Here is the plot of the plot after linear interpolation. The indexes with missing values are shown in red color. enter image description here

The above approach does not capture the seasonality patterns. The missing data is filled in linearly.

Approach 2

# Saving index of missing values
missing_ix = df[df['NUMBER_OF_VEHICLES'].isnull()].index

# Create HOUR and DAYOFWEEK features from datetime index
df= (
    df.assign(HOUR=lambda x: x.index.hour,
              DAYOFWEEK=lambda x: x.index.dayofweek)
)

# Create a separate data frame with the mean number of vehicles per hour in a day.
hr_pattern = (
    df
    .groupby('HOUR', as_index=False)['NUMBER_OF_VEHICLES']
    .mean()
    .rename(columns={"NUMBER_OF_VEHICLES" : "hr_pattern"})
)

# Create a separate data frame with the mean number of vehicles per day of week.
week_pattern = (
    df
    .groupby('DAYOFWEEK', as_index=False)['NUMBER_OF_VEHICLES']
    .mean()
    .rename(columns={"NUMBER_OF_VEHICLES" : "week_pattern"})
)

# Merge with the main dataset
df_merged = (
    df.reset_index()
    .merge(hr_pattern, on='HOUR', how='inner')
    .merge(week_pattern, on='DAYOFWEEK', how='inner')
    .set_index('DATE_TIME')
)

# Linear interpolation
df_merged['lin_impute'] = df_merged['NUMBER_OF_VEHICLES'].interpolate("linear", limit_direction="both")

Now, here is the plot after approach 2: enter image description here

The above plot shows that the missing values have been filled in a way that shows the hourly and weekly patterns in the data.

My question is how did the 2nd approach lead to this result where the linearly interpolated time series captures both the hourly and weekly patterns in the data instead of filling in the missing values linearly?

Please help me to understand. Thank you so much for your help.


Solution

  • The short answer is no.

    What happens in the second case is that it creates two extra datasets with the mean values per hour and day of the week and joining them with the main dataset, so it fills some of the missing values with the mean of the whole dataset and then interpolating the rest of missing values.

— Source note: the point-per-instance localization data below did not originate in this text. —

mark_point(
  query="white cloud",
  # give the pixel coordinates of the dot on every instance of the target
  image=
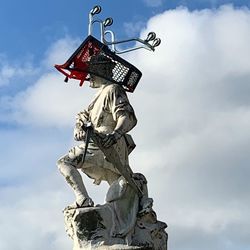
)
(9, 73)
(153, 3)
(193, 131)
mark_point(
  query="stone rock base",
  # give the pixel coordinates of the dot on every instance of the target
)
(93, 227)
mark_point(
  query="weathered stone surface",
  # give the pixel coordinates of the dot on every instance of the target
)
(124, 222)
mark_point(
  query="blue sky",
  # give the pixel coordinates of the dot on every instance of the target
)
(192, 106)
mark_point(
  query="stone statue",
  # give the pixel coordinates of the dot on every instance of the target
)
(112, 116)
(127, 219)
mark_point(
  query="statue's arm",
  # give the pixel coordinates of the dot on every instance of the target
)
(81, 118)
(123, 114)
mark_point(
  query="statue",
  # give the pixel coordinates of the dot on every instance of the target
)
(127, 219)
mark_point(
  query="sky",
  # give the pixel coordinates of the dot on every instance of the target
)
(192, 105)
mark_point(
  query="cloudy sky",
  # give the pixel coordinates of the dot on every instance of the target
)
(192, 103)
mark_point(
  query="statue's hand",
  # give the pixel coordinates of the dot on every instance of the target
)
(111, 139)
(79, 134)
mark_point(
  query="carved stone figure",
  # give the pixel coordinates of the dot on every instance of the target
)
(127, 219)
(112, 116)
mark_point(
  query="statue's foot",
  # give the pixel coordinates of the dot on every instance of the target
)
(87, 202)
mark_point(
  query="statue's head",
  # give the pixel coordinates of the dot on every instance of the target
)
(100, 69)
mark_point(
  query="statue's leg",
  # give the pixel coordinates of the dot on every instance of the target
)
(68, 165)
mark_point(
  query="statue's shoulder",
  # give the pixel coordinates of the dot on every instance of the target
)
(114, 88)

    In other words, it seems it captures the seasonality because it populates some of the missing values by the mean per hour and day of the week, and then the missing values left are interpolated better with the linear interpolation because it works well when the adjacent data values to the missing value are not missing. That's why in the first case it's a straight line from the left adjacent value to the right one.